All of Thorneycroft’s photographic series, beginning with the so-called family pictures, Touching: The Self, are presented in the book, which has been beautifully designed by Susan Chafe and produced to a very high standard by editor Meeka Walsh. Four texts – three essays and a two-part interview – capture the critical and public discussion that has surrounded and, to some degree, shaped Thorneycroft’s production. Walsh deals very systematically with the work, situating it within the discourse of the gendered gaze and picking out key works that can be linked with nineteenth- and twentieth-century female stereotypes. She argues, of course, that Thorneycroft both uses and disrupts them. Robert Enright’s interviews (1996/1999) delve into Thorneycroft’s motivations and her ideas about the reaction to her work. A key question arises from the concept of transgression: is the work/artist transgressive? Thorneycroft wavers in her opinion. The American photographic historian Vicki Goldberg does not. Her review of community standards is detailed and informative, though oddly disapproving of Thorneycroft (odd in a book of this kind). Literary specialist Mary Ann Caws offers a solid counterpoint to Goldberg. Caws is informed by surrealism; she responds eloquently and viscerally to the work.
The look of Thorneycroft’s works is very distinctive. They are all tableaux, created in a shallow theatrical box in her studio or on a borrowed set. Most of the images are self-portraits, though this is not always clear from the title. The compositions are very full, pulling from a repertoire of symbolic objects that she collects or assembles – dolls, stuffed and dead animals, tree parts, and medical and military paraphernalia are her usual props. Her slim body and the use of prostheses blur her sex; in addition, she is frequently masked. In the early works, these were photographic masks, the faces of her family.
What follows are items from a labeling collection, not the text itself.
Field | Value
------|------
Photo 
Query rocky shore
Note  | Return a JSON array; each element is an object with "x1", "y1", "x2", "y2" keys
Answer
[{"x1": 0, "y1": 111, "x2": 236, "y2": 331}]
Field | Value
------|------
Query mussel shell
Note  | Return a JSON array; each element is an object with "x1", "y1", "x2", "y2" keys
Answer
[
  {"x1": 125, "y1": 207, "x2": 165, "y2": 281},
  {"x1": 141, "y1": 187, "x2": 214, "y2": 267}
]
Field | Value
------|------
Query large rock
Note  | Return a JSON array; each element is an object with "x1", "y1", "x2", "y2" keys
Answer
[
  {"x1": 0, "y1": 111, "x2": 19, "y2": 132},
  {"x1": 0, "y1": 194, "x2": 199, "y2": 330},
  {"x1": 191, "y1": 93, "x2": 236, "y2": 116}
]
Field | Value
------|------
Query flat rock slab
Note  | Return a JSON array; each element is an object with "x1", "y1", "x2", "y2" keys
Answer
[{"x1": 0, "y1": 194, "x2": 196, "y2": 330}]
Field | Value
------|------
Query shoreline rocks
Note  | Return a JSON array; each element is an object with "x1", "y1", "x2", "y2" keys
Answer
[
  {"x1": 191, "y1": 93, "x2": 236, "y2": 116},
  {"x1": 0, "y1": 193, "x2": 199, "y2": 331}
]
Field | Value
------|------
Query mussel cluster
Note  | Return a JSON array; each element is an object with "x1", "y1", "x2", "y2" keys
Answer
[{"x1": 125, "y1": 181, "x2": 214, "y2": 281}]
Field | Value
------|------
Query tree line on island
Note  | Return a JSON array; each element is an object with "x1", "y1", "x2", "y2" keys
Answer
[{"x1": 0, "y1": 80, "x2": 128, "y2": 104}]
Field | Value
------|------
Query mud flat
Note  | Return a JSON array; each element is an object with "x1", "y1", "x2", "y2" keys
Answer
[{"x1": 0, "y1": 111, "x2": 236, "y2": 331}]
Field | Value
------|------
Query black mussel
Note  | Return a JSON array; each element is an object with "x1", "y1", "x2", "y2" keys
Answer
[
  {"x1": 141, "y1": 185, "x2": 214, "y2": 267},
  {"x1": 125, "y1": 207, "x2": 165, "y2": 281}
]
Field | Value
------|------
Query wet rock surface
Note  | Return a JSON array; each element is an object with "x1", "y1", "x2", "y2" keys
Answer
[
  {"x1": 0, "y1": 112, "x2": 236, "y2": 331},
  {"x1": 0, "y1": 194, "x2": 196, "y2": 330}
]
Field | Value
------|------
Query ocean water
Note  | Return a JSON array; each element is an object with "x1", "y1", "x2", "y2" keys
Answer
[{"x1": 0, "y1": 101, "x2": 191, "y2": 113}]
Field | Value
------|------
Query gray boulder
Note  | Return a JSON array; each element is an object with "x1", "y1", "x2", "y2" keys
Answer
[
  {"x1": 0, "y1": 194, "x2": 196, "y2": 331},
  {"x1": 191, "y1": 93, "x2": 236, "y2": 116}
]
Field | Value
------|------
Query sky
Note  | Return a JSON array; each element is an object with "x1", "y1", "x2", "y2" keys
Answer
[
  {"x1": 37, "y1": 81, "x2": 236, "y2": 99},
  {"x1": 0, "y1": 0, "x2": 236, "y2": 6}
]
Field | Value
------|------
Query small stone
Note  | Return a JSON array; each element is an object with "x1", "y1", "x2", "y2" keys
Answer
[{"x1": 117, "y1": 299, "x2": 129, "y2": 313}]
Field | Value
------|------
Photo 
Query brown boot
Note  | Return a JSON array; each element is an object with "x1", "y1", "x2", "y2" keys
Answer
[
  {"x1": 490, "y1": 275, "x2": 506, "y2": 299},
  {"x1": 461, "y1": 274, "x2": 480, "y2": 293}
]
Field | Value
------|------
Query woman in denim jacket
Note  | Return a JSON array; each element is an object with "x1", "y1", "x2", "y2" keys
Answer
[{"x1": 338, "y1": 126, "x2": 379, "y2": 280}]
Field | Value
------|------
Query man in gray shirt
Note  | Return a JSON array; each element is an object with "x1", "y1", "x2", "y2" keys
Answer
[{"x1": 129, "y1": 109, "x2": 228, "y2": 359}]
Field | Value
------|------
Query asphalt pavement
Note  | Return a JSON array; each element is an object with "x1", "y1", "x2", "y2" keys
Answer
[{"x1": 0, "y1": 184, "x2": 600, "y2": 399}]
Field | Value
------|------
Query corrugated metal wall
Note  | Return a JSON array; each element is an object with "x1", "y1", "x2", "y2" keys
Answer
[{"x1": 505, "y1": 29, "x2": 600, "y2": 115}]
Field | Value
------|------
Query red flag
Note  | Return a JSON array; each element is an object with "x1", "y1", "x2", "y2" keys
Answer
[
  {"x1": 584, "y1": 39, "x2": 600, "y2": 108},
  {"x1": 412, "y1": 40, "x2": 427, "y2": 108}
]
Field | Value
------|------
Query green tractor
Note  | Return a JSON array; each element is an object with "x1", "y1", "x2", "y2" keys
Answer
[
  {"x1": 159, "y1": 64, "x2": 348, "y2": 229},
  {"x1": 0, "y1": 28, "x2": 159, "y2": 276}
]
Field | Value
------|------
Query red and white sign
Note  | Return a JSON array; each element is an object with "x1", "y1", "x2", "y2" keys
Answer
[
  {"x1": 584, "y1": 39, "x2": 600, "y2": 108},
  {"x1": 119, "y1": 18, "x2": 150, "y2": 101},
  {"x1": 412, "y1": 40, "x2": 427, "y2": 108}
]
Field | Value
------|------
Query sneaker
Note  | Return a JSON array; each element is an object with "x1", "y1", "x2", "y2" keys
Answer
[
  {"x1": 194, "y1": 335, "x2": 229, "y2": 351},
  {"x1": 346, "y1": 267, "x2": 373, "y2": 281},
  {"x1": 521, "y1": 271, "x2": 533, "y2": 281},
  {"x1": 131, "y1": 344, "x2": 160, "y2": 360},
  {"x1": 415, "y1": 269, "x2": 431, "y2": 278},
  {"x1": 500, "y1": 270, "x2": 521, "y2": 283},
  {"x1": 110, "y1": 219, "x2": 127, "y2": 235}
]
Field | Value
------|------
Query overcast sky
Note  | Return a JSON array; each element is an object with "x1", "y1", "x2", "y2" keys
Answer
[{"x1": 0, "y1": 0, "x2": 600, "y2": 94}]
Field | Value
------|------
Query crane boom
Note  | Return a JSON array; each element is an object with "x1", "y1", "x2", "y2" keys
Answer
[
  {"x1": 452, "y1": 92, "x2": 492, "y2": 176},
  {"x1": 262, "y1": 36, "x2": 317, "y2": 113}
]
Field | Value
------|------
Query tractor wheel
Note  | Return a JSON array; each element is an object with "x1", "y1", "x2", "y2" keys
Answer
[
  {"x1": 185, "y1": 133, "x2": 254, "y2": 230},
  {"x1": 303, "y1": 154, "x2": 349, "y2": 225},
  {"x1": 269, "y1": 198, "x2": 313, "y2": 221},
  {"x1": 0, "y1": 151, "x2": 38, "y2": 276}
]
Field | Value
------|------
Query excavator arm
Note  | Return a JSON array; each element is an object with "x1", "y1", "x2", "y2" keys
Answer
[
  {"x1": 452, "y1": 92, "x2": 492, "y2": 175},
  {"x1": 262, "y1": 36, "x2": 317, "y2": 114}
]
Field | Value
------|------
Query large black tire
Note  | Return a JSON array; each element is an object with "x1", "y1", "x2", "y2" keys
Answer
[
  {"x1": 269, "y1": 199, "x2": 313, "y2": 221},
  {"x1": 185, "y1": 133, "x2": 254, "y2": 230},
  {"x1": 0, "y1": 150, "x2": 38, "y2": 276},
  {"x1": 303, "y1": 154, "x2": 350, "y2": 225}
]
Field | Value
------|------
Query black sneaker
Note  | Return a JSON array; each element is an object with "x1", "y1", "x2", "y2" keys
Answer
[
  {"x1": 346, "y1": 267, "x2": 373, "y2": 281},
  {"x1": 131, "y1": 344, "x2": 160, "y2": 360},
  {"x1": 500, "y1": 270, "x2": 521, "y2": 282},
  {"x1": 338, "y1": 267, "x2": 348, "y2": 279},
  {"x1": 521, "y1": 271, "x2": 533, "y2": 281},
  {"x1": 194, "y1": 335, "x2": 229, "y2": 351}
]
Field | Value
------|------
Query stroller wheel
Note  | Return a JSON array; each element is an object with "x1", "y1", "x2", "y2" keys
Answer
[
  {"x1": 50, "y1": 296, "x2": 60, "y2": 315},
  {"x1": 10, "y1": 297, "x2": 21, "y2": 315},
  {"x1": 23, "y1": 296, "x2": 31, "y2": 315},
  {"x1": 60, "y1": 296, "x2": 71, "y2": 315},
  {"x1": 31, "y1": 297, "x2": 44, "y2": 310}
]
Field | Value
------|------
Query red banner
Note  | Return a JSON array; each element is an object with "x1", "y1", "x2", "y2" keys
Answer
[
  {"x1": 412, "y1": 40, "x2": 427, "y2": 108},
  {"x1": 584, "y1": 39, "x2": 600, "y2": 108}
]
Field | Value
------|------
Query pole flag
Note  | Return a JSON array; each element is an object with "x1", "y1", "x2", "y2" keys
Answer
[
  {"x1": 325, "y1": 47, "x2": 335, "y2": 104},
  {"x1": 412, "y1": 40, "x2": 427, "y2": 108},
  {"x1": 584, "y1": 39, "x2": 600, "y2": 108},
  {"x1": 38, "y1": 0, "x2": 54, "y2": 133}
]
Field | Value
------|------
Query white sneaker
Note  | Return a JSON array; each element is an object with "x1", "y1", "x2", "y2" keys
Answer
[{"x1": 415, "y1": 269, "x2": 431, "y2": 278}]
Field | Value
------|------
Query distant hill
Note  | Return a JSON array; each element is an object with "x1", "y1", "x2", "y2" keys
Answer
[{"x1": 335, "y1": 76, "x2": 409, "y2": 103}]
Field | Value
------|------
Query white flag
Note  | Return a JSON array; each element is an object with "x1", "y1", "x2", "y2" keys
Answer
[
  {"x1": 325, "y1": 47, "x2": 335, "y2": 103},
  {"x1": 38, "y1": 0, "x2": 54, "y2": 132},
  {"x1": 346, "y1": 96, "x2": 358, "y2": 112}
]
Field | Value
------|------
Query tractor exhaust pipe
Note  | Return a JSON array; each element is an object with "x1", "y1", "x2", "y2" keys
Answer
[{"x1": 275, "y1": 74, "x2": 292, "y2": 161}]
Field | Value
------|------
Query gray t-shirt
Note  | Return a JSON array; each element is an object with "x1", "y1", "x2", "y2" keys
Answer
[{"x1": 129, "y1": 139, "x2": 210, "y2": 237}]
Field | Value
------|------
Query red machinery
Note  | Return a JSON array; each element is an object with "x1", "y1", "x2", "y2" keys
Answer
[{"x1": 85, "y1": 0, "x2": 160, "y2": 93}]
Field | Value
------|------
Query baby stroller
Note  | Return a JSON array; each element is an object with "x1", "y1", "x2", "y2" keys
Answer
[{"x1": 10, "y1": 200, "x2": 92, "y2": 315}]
They were then for a while much more complex, often featuring tubes (or snouts) that covered her mouth. Lately, she has been blindfolded. These elaborate constructions are unified by her lighting technique, which is to paint herself and her surroundings with a flashlight. She thus works mainly in the dark, leaving something of the results up to chance.
Thorneycroft has been actively exhibiting her work in a series of installations that have gained her some notoriety in Canada. This book addresses the controversy without dwelling on it. It offers a welcome opportunity to see, really for the first time, and assess the results of what Caws calls Thorneycroft’s “quest.” Progressing through the series – pictured memories, fantasies, and dream states – we come finally to a relatively simple image of Thorneycroft holding a dead rabbit to her chest. She is cradling it, as Joseph Beuys once cradled and stroked the dead hare; her eyes and mouth are revealed. There are no doubt hidden elements in this picture – Thorneycroft enjoys the secrecy of the hidden decoy – but the face of the subject is naked. She can see now, and she can speak.